#SVGFCK: „Wir haben die Aufgabe, das Spiel zu gewinnen“

Für den neuen FCK-Chefcoach Boris Schommers steht binnen weniger Tage die zweite Pflichtspielaufgabe auf dem Programm. Am heutigen Abend treten die Roten Teufel gegen den Oberligisten SV Gonsenheim im Mainzer Bruchwegstadion an. Ohne Frage, ein Sieg ist Pflicht. Schließlich ist das erklärte Ziel des FCK, auch in diesem Jahr den Einzug in den DFB-Pokal zu schaffen. Und das geht nur, wenn die Pfälzer einen der ersten vier Ränge in Liga drei belegen oder sich alternativ über einen Sieg im Verbandspokal qualifizieren.

Rotation: ja – aber nur mit Erfahrung

Boris Schommers kündigte bereits im Vorfeld der Partie Veränderungen in der Startelf an. Ihm ist es besonders wichtig, dass alle Spieler die Möglichkeit erhalten, sich unter Wettkampfbedingungen dem neuen Trainerteam zu präsentieren. „Es wird definitiv Veränderungen im Kader geben. Dafür bietet der Verbandspokal die ideale Möglichkeit. Jeder Spieler in unserem Kader hat die Qualität gegen Gonsenheim zu spielen“.


Auf Erfahrung will Schommers dabei nicht verzichten. Das hat im Vergleich zu seinem Vorgänger Sascha Hildmann zur Folge, dass die jungen Talente aus der U21 nicht mitwirken werden. Auf die leichte Schulter will Schommers dieses Spiel allerdings nicht nehmen. „Natürlich haben wir uns über den Gegner informiert und uns entsprechend vorbereitet. Gonsenheim ist keine schlechtere Mannschaft, sondern spielt nur unterklassiger als wir. Sie werden sicher beißen, kratzen und anfangs eher defensiv in das Spiel gehen. Wir wollen Tore schießen, aber wenn es nicht direkt zu Anfang der Partie klappt, liegt es vielleicht auch einfach daran, dass der Gegner einen guten Job macht. Wir müssen dann auch aufpassen, dass wir nicht überrascht werden, aber das wird nicht passieren“, so der neue FCK-Trainer.

Spahic hütet das Tor – neue Chance für Bergmann und Zuck?

Auch unter Boris Schommers wird Ersatzkeeper Avdo Spahic das Tor hüten.
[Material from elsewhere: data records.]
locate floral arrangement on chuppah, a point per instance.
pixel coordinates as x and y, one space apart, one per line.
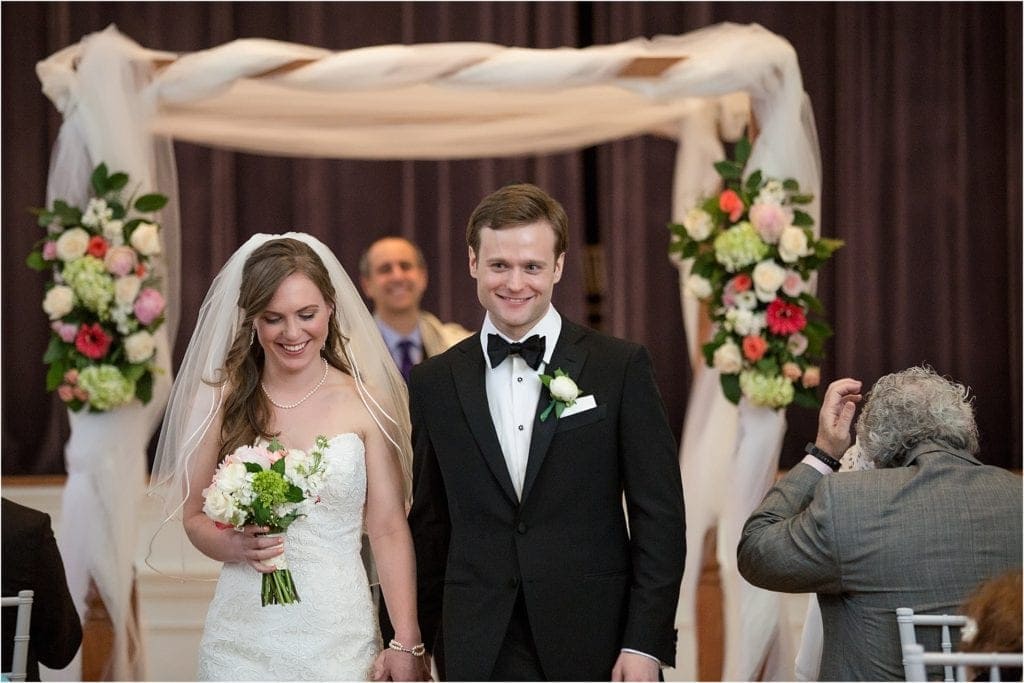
103 302
754 253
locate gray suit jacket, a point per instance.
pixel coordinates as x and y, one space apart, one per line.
868 542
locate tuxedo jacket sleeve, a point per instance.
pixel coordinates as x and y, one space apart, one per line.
32 561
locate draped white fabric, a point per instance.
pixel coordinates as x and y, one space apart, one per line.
458 100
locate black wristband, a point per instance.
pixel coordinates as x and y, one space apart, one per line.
812 450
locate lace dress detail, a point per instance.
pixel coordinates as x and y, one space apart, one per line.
332 634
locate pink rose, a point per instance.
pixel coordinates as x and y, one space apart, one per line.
791 371
793 285
120 260
730 203
148 305
769 220
67 331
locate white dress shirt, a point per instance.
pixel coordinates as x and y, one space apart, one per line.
513 389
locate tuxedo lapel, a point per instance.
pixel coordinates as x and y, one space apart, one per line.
469 370
567 356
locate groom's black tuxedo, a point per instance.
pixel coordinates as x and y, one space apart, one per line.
591 585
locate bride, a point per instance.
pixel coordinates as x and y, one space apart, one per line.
284 347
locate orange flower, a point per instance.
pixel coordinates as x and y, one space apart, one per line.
754 347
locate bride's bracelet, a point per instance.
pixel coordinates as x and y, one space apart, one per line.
415 650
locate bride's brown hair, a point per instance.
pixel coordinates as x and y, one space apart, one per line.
247 412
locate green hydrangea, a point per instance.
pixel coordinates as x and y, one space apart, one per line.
269 487
92 285
738 247
107 386
769 391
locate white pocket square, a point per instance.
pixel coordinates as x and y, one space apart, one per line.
582 403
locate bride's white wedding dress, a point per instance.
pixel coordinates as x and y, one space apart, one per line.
332 634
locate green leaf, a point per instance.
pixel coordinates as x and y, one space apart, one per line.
742 151
147 203
117 181
730 387
143 388
754 181
729 170
99 179
801 218
36 261
54 375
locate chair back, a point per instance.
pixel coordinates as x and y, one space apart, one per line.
19 662
907 623
915 659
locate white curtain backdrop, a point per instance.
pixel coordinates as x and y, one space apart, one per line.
123 104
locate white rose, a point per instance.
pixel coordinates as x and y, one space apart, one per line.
145 239
793 244
58 301
728 359
768 276
126 289
72 244
563 389
698 287
219 507
139 346
697 223
231 477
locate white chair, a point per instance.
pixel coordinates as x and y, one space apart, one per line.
907 622
915 658
19 660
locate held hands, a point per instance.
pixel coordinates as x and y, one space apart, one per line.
632 667
394 666
254 549
837 416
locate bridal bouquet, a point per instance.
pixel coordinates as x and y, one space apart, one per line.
754 253
103 302
267 486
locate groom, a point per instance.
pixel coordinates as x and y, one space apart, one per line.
528 567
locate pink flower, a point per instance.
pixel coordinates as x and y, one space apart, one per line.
730 203
754 347
784 318
97 247
92 342
769 220
148 305
67 331
793 285
791 371
120 260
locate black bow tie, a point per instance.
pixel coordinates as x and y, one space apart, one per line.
531 350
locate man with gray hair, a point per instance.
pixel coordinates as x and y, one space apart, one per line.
921 530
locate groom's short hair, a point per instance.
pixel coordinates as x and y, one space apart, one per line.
515 205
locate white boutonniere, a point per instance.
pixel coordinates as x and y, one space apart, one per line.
563 392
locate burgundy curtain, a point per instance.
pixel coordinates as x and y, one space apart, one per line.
919 111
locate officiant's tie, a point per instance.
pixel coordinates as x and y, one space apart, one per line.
530 349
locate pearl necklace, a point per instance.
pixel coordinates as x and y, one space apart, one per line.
289 407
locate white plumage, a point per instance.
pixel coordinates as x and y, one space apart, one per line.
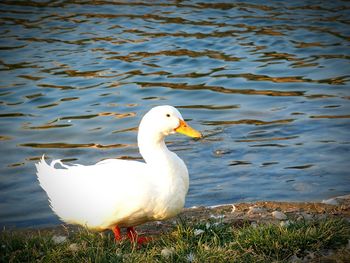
122 193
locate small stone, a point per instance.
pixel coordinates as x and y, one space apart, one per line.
233 209
279 215
167 252
59 239
198 232
74 247
332 201
256 210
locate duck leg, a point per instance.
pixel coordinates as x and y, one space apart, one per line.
133 236
116 232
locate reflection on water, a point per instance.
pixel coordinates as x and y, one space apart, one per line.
267 84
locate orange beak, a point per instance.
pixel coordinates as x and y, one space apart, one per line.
185 129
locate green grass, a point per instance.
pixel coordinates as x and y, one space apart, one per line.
218 242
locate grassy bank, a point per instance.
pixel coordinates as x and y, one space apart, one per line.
189 241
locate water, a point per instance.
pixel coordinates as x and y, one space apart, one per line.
268 85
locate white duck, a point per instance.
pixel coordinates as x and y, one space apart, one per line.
121 193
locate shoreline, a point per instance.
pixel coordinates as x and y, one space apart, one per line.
254 212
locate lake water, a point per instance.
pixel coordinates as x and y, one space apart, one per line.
267 82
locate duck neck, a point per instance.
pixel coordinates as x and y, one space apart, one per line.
152 147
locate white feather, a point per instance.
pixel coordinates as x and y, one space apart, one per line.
121 192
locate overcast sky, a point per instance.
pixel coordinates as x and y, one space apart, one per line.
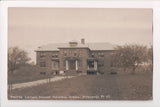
29 28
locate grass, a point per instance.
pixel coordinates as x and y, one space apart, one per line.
122 86
26 74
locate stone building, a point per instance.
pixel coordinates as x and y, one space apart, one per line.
75 56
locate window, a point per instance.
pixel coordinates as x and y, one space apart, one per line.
42 55
42 64
55 56
92 55
75 54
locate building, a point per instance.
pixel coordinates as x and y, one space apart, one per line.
75 56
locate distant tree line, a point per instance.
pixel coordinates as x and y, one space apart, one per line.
132 56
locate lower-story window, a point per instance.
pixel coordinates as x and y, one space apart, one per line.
42 64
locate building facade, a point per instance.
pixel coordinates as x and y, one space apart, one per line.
75 57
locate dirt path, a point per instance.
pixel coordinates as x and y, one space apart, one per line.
38 82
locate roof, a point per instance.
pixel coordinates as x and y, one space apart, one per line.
91 46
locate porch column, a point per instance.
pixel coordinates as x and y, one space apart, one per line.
95 65
76 65
66 64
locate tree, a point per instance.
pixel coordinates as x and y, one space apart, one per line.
16 58
130 56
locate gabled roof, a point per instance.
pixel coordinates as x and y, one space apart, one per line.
91 46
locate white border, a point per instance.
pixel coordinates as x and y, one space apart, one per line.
79 4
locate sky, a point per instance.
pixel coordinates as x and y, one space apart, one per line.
29 28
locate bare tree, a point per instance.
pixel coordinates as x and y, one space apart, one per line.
16 58
130 56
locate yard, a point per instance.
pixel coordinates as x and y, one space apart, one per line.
121 86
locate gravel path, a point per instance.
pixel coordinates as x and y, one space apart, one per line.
38 82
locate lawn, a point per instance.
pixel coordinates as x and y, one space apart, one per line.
26 74
122 86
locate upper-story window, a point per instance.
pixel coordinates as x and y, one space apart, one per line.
100 55
55 56
92 55
75 54
42 55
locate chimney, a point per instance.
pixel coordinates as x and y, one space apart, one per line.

Linksverteidiger Philipp Hercher muss aufgrund muskulärer Probleme weiterhin pausieren. Nach längerer Leidenszeit plante Schommers mit dem Einsatz von Andri Runar Bjarnason. Am Dienstag musste der Isländer das Mannschaftstraining erneut abbrechen, sein Einsatz am heutigen Abend ist weiterhin ungewiss. Neue Chancen bieten sich auch für Theo Bergmann und Hendrick Zuck.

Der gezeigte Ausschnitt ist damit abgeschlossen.